Designing Data-Intensive Applications (9) - Consistency and Consensus

This is my personal learning notes from reading <> Chapter 8 and 9.

This chapter is probably the hardest one in this book to understand.

The best way of building fault-tolerant systems is to find some general-purpose abstractions with useful guarantees, implement them once, and then let applications rely on those guarantees.

one of the most important abstractions for distributed systems is consensus, getting all of the nodes to agree on something and reliably reaching consensus in spite of network faults and process failures.

Consistency Guarantees

Linearizability

A strong consistency model is to make replicated data appear as if there were only a single copy, and to make all operations act on it atomically.

In a linearizable system, as soon as one client successfully completes a write, all clients reading from the database must be able to see the value just written.

But this model may not be very efficient, while weaker consistency models can be much faster, so this trade-off is important for latency-sensitive systems. Actually, most of the current systems don’t implement linearizability.

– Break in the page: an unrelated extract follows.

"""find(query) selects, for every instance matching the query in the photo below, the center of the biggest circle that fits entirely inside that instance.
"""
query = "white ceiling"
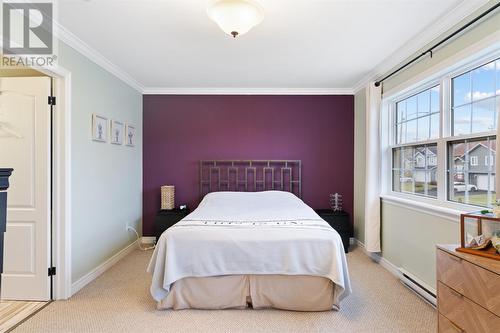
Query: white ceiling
(301, 44)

Causality Consistency and Ordering Guarantees

Causal consistency instead is the strongest possible consistency model that does not slow down due to network delays, and remains available in the face of network failures.

Unlike linearizability, which puts all operations in a single, totally ordered timeline, causality provides a weaker consistency model: some things can be concurrent, so the version history is like a timeline with branching and merging. This also implies that ordering is very important.

How to capture casual ordering

  • Sequence number ordering
  • Non casual sequence number generators
  • Lamport timestamp

In order to implement uniqueness constraint, it’s not sufficient to have a total ordering of operations, you also need to know when that order is finalized, this is what total order broadcast can do.

Total order broadcast

Total order broadcast is usually described as a protocol for exchanging messages between nodes, it is what needed for database replication.

Properties of total order broadcast:

  • Reliable delivery: No messages are lost, if a message is delivered to one node, it is delivered to all nodes.

  • Total ordered delivery: Messages are delivered to every node in the same order.

These properties actually can be implemented based on consensus algorithms.

Eventual Consistency

This is widely adopted in industry. for example Amazon DynamoDB.

Distributed Transactions and Consensus

Consensus provides total order broadcast, and therefore can be used to implement linearizable atomic operations in a fault-tolerant way.

Two-phase commit

2PC is a simple consensus algorithm, first we need to differentiate it with two phase locking.

Two-phase locking is used in databases to ensure serializability, meaning that outcome of concurrent operations can be seen as the outcome of the same operations performed in some sequential order. The algorithm describes how a transaction in a database should deal with locking a part of the database in order to read or write.

Two-phase commit is used in distributed systems in a process of distributed transaction with a single coordinator and several followers.

  • The first phase: The coordinator first asks all of the followers to commit a transactions, then every follower executes the command and if it succeeds then it replies with an agreement to commit, otherwise it replies with an abort. The voting phase.

  • The second phase: When all agreement messages are received, coordinator commits the transaction. If there is an abort message from any follower, the coordinator aborts the transaction.

What if coordinator crashed?

Fault tolerant consensus

Fault tolerant consensus algorithms compared to 2PC should have the following properties:

  • Uniform agreement: No two nodes decide differently.

  • Integrity: No node decides twice.

  • Validity: If a node decides value v, then v was proposed by some node.

  • Termination: Every node that does not crash eventually decides some value.

Zookeeper ZAB, Paxos and Raft are some popular consensus algorithms.